Knowing its passengers and giving them exactly what they want -- good times at reasonable prices -- is one of Carnival Cruise Line's greatest strengths. This commitment to all things fun is evident on Carnival Triumph, a family-friendly ship that mostly sails shorter cruises out of southern U.S. ports.
The 2,758-passenger ship, which dates back to 1999, has a checkered history. It made world headlines in 2013 when an engine fire forced the ship to be without power for several days in the Gulf of Mexico, and conditions onboard became less than ideal. Fixed up, the ship has since rebounded; there is actually a group of 200 or so who return to the vessel each year to commemorate the event.
Triumph is not a ship for the sedate. It's loud, with music everywhere. With so many large groups onboard, even your cabin can be noisy, what with doors slamming and families calling back and forth to each other from neighboring rooms. In the main dining room, waiters take breaks to dance to the Macarena or sing Frank Sinatra. Even the spa is noisy, given its strange location under the teen clubs and basketball court.
The decor is also fairly exuberant. You have to appreciate the attempt of Carnival Triumph's design team to take you on a trip around the world, even if you're really on a four-night, one-port cruise. The ship's theme is the world's greatest vacation destinations, and venues feature names like Club Monaco, The Big Easy and South Beach. One thing that's nice about the layout is that most of the entertainment venues revolve around the "World Way" on Deck 5, making it easy to hop between them.

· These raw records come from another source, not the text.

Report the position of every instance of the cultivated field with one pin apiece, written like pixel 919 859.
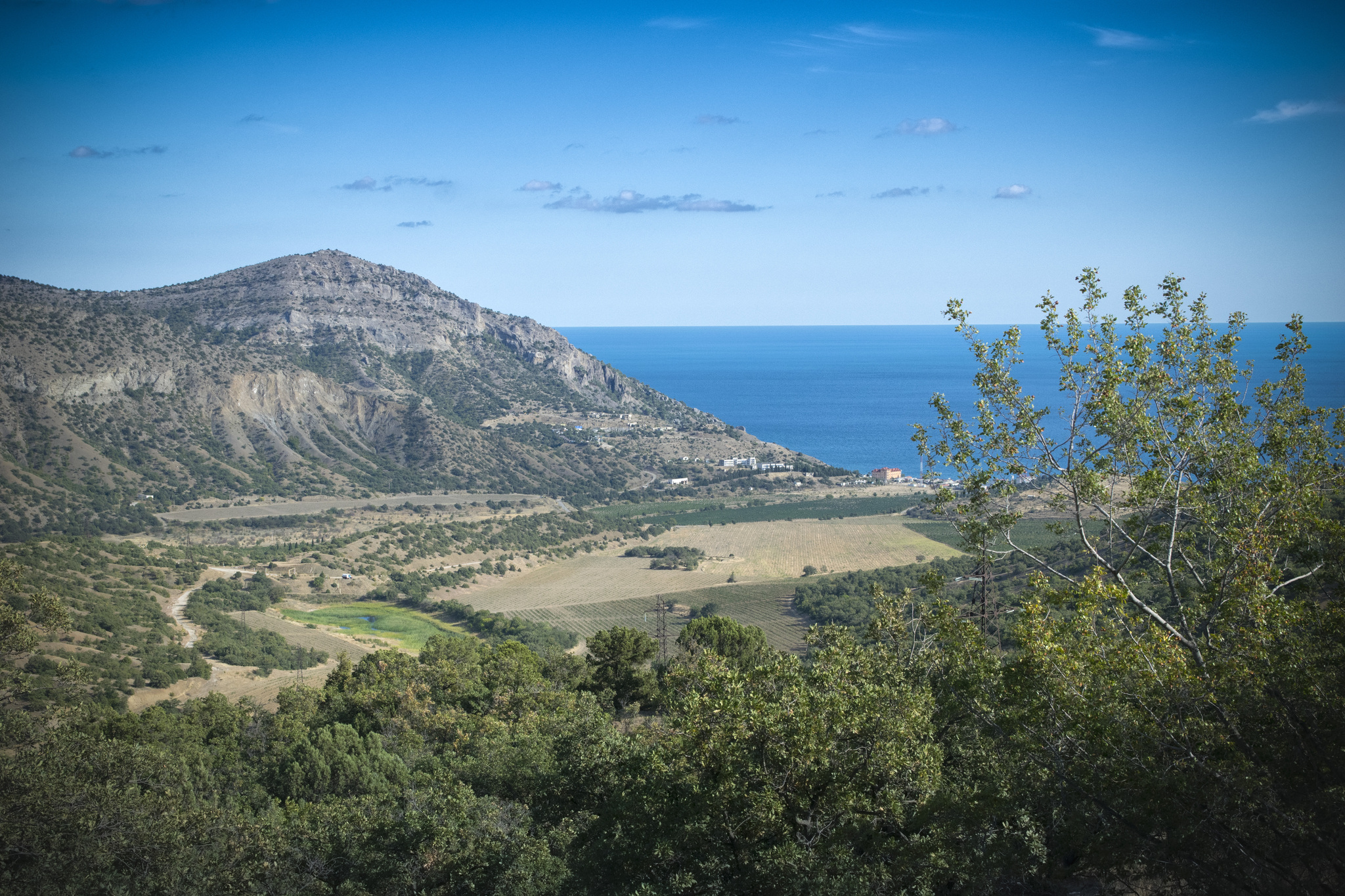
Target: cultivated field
pixel 600 590
pixel 376 622
pixel 780 550
pixel 766 605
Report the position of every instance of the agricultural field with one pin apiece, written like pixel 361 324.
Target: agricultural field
pixel 373 621
pixel 596 591
pixel 1028 534
pixel 301 636
pixel 780 550
pixel 240 681
pixel 766 605
pixel 588 578
pixel 721 512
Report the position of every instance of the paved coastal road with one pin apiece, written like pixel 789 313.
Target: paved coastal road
pixel 319 504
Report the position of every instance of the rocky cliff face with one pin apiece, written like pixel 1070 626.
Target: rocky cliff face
pixel 317 372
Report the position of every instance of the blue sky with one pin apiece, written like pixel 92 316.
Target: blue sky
pixel 634 164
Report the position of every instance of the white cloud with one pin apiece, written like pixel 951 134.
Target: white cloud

Your best bet for enjoyment is to embrace the silliness. Go to the Hairy Chest contest, and whoop it up at Gender Wars. Chant "Seuss is on the loose!" during the Seuss-a-palooza parade. Boogie down to Michael Jackson in the nightclub. Relaxation doesn't always involve solitude; you might be amazed at how great you feel after a few days of belly laughs.
Carnival Triumph attracts a fun-loving, diverse group of passengers who tend to hail mostly from the region where the ship homeports. (For 2015 through 2017, Triumph will homeport from Galveston and New Orleans.) Expect to see families, girlfriend groups, couples, coworkers, church groups and large posses of friends, many wearing matching T-shirts.
You'll also see lots of kids; during the summer months, there can be as many as 1,200 passengers younger than 18. And finally, Triumph attracts a lot of first time cruisers. On most voyages, more than half -- sometimes as many as 75 percent -- of passengers are on their first sailings.
It's casual all the way on this ship, where the published dress code seems more like a suggestion than a rule. The daily FunTimes says that shorts, sleeveless shirts, T-shirts, cut-off jeans, baseball hats, flip-flops and bathing suits shouldn't be worn in the main dining rooms, but we saw several people flagrantly violating the code, with no repercussions. Swimsuits are also not supposed to be worn in the South Beach buffet.
At least once per cruise -- even on a short four-night sailing -- the ship has an elegant evening, which shouldn't be confused with formal. Most women wear dresses, and men wear collared shirts and pants.
Carnival adds a recommended tip of $12 per person, per day. A 15 percent gratuity is also added to drink orders and to spa services. Stateroom attendants receive $3.90 per day, dining service gets $6.10 per day, and the remaining $2 goes to a team called "alternative services." Note: On sailings departing September 1, 2016, or later, gratuities will increase to $12.95 per person, per day ($13.95 for those in suites).